In order to combat terrorism, diseases and criminal groups, we need to know who’s crossing. So that’s why we’ve always advocated migration that’s safe, transparent and regular.
We think it’s good for countries to be able to know who is coming in, and to be able to inspect them. However, when you close a border, you have to face the consequence that some people are going to turn to criminal groups to try to circumvent these closures, and come in through unofficial ports or unofficial border crossings where they can’t be inspected.
This is particularly dangerous in a public health emergency, because if you’re coming in with the help of a criminal group, nobody is able to check your health conditions or your documents, or know where you’re coming from, the way you can when borders are open, and transit is regular.

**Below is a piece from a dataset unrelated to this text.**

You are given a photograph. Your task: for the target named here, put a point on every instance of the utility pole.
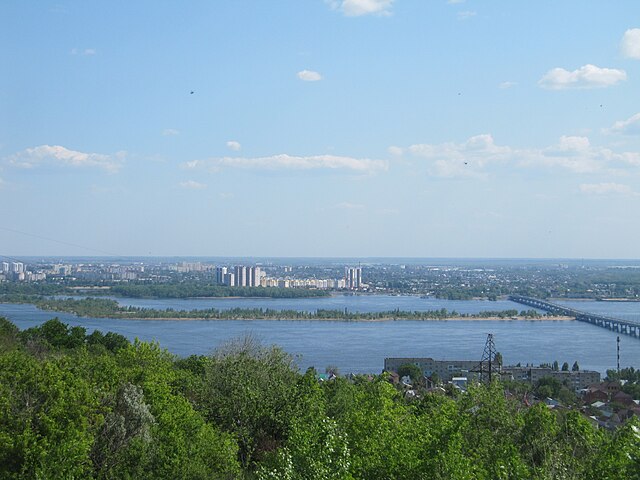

This is not a new thing: there is always a balance of interests between public health and public security, and humanitarian gestures and the free transit of people in a global economy.
In these early days, we don’t know which practices are going to work best. Countries have an obligation to protect their borders carefully and take very seriously those obligations, but our position will always be that the best border security is a transparent border inspection, so that countries have the ability to see who is coming in, and to vet them properly”.
Special measures to protect migrants from the pandemic
“We are taking several measures to protect migrants. An early program we started a few weeks ago involved inspecting cars coming in and out of Mongolia’s capital. I mentioned earlier the work we’re doing with Iran and Afghanistan. We’ve raised money, we’re raising awareness, and we’re collaborating with partners everywhere we can.
We know we’re going to have more calls, like the ones we’ve had from countries seeking our advice and our help, and we expect in the days that it will become clearer which programs most effective and where we can do the most good”.